こうしたアスベストによって引き起こされる、がんなどの症状は、曝露してから20〜50年という長い期間を経て発症する場合もあるため「静かなる爆弾」と名づけられている。日本では、アスベスト曝露による肺がんは1960年に、中皮種は1973年に報告され、以来、アスベスト関連疾患はアスベスト製品製造工場だけでなく、造船、港湾、自動車製品工場、建設現場などで報告されてきた。
わが国で特に大きく取り上げられるようになったのは、1987年頃から学校や公営住宅などで、鉄骨などに吹き付けたアスベストが問題となってからだ。
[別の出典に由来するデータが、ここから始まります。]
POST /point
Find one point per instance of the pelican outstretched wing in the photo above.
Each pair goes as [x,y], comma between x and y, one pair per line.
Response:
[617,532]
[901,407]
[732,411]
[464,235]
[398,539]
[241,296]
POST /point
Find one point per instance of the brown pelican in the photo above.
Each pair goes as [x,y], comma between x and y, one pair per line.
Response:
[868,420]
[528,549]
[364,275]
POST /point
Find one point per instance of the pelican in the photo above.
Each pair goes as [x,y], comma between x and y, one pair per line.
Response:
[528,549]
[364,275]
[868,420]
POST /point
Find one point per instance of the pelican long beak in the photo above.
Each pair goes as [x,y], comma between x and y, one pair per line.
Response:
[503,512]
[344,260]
地方自治体、当時の文部省、環境庁などが吹き付けアスベストを使用している建物の調査を行ったり、各地でアスベスト対策を求めたりする市民団体が次々と誕生した。こうした経緯からさまざまなアスベスト規制の法律が整備されていった。1989年に大気汚染防止法が改正され、アスベストは「特定粉塵」と認定され、アスベスト工場などの規制基準が定められた。また、1991年には廃棄物処理法が改正され、吹き付けアスベストは、特別管理産業廃棄物に指定された。こうした中、1995年に起きた阪神・淡路大震災によって倒壊した建物を解体工事する際に飛散したアスベストが大気汚染を引き起こし、あらためてアスベストが社会的な問題としてクローズアップされた。
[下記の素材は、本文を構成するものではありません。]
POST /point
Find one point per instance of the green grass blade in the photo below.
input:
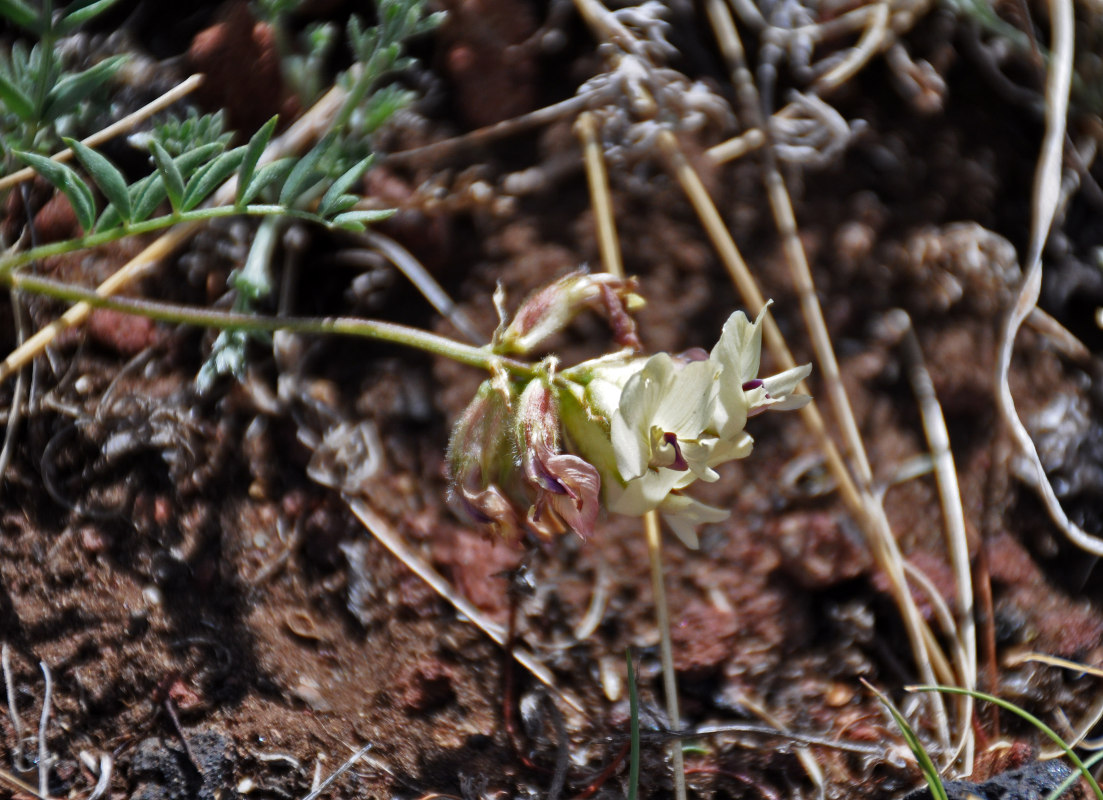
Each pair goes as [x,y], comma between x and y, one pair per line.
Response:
[633,700]
[72,89]
[925,765]
[254,150]
[335,201]
[357,220]
[1006,705]
[81,12]
[210,177]
[14,98]
[170,173]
1997年には大気汚染防止法が再度改正され、吹き付けアスベストによる建物の解体工事の届出、マニュアルの遵守などが義務付けられた。
しかし、2005年6月に、クボタ旧神崎工場の周辺住民約20人がアスベストによる疾患で死亡していたことがわかるなど、アスベスト汚染の実態が明らかになった。また、かつてアスベストを使用して建築した建物が建て替えなどで解体される際に、きちんとした処置を施さないと環境を汚染すると心配されている。
このため、厚生労働省では2005年7月から「石綿障害予防規則」を省令として制定し、建物解体作業時のアスベスト曝露防止対策の充実を図っている。また、政府は2006年の通常国会に、アスベストによる被害者への補償について定めるアスベスト新法を提出した。